To add to Rolf's point, a tool for imputation in R is aregImpute in
Frank Harrell's Hmisc package.
I am not sure if the discussion of past GPA as the missing variable is
literal or merely illustrative. If literal, is the gpa missing because
it was not reported (ie, it exists but was not reported), or because
it does not exist? If the latter, you may wish to analyze the
individuals with no prior GPA separately, since that seems to be a
profound difference.
Regards,
James
On Aug 2, 2009, at 8:22 PM, Rolf Turner <r.tur...@auckland.ac.nz> wrote:
On 3/08/2009, at 11:32 AM, Noah Silverman wrote:
Rolf,
Point taken.
However, some of the variables in the experiment simply don't have
data for some of the examples.
Since I'm training an SVM that will complain about an NA, how do
you suggest I handle this.
Imagine a model predicting student performance/grades/whatever.
One variable might be "past_gpa".
If we have some students with no history, what do you put for that
column. NA is more "correct", but won't work with an SVM.
I'm always happy to learn...
I know next to nothing about support vector machines. Despite my
ignorance
I remain suspicious of the concept. I suspect that fortune("machine
learning")
is relevant.
If you have a data set that contains intrinsic NAs and you wish to
apply SVM
methods to these data, then you will need to understand how SVMs
work and decide
what *should* be done to handle these NAs. My vague understanding
is that SVM
tries to build pairs of hyperplanes, as widely separated as
possible, between classes of
data. This requires that each datum be representable as point in n-
dimensional
space. A datum one of whose entries is NA is not (really) such a
point. Moreover
it sure as hell isn't the same as the point produce by replacing
that NA by 0.
To take your example involving past_gpa --- a student who has no
past gpa is very
likely to be very different from a student who has previously
studied and
failed everything!
What you need is a *metric* which tells you the distance between a
point with an NA
in it and another point. The other point may have no NAs amongst
its coordinates,
or it might have an NA in a *different* coordinate. I.e. you need
to define a distance
between points, some of whose coordinates may be missing, in a
*meaningful* way.
After doing that, you will need (!!!) to adapt the SVM software to
work with this
new metric/distance instead of the Euclidean metric. This may
possibly all have
been done already by someone, somewhere.
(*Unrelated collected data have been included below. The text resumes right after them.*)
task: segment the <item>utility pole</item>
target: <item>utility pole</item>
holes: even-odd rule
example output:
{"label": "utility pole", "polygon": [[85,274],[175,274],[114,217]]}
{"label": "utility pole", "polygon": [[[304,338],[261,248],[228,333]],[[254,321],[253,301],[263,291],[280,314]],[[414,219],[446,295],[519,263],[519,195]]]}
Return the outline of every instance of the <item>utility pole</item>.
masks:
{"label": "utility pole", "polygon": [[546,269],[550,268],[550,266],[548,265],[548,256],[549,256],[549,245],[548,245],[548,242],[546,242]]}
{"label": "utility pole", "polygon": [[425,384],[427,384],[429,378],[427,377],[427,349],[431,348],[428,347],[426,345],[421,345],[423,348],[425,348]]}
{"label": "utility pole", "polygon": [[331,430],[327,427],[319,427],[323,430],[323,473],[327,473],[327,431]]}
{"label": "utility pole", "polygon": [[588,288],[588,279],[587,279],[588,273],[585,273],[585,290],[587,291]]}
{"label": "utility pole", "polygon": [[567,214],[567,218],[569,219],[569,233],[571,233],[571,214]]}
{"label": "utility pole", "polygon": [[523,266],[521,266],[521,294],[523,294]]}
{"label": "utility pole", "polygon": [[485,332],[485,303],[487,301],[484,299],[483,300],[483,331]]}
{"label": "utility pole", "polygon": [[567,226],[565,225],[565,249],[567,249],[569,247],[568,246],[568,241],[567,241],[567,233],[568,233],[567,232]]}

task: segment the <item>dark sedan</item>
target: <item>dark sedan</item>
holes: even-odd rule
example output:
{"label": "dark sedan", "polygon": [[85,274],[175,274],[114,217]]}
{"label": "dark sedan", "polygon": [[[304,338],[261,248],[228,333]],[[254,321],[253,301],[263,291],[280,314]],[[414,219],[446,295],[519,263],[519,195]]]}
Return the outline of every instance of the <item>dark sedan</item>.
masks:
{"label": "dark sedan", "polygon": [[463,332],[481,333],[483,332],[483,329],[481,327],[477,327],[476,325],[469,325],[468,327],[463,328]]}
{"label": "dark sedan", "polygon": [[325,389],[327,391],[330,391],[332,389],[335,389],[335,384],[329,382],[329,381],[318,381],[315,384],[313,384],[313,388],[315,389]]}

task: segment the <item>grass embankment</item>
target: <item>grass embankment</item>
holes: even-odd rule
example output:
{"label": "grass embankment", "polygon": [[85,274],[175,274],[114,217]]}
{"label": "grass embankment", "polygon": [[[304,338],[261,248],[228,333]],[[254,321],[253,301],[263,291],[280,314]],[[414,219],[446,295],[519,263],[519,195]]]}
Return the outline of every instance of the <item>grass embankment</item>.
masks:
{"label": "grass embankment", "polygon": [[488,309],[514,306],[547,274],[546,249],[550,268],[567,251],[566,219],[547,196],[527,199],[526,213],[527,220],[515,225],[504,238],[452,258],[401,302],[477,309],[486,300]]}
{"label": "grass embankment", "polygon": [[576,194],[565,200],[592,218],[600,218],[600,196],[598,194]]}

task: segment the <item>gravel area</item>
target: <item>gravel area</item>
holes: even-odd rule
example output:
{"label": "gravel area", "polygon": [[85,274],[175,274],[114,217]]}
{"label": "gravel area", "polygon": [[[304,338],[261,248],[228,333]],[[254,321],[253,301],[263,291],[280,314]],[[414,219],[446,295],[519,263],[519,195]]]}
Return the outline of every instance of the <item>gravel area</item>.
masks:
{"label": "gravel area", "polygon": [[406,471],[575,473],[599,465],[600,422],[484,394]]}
I dunno.
Of course your proposed technique of replacing NAs by zeroes does
define a distance
between such points. But I doubt me an it be meaningful.
OTOH how meaningful is the Euclidean metric between points whose
entries are numeric
but in completely unrelated units (gpa, age, weight, income, ...) ???
I'm sure this is little-to-no help in reality. But I suspect that
little-to-no help
is possible.
A thought that just occurred to me: there ***might*** be some
milage in trying
to ``impute'' values for the NAs in your data. However sensible
imputation requires
(so I believe) pretty stringent conditions --- like multivariate
Gaussianity? ---
on your data, which are unlikely to be satisfied. (Else why are you
using SVM
techniques in the first place?) Frank Harrell might have something
useful --- or
caustic (or both) --- to say on this issue.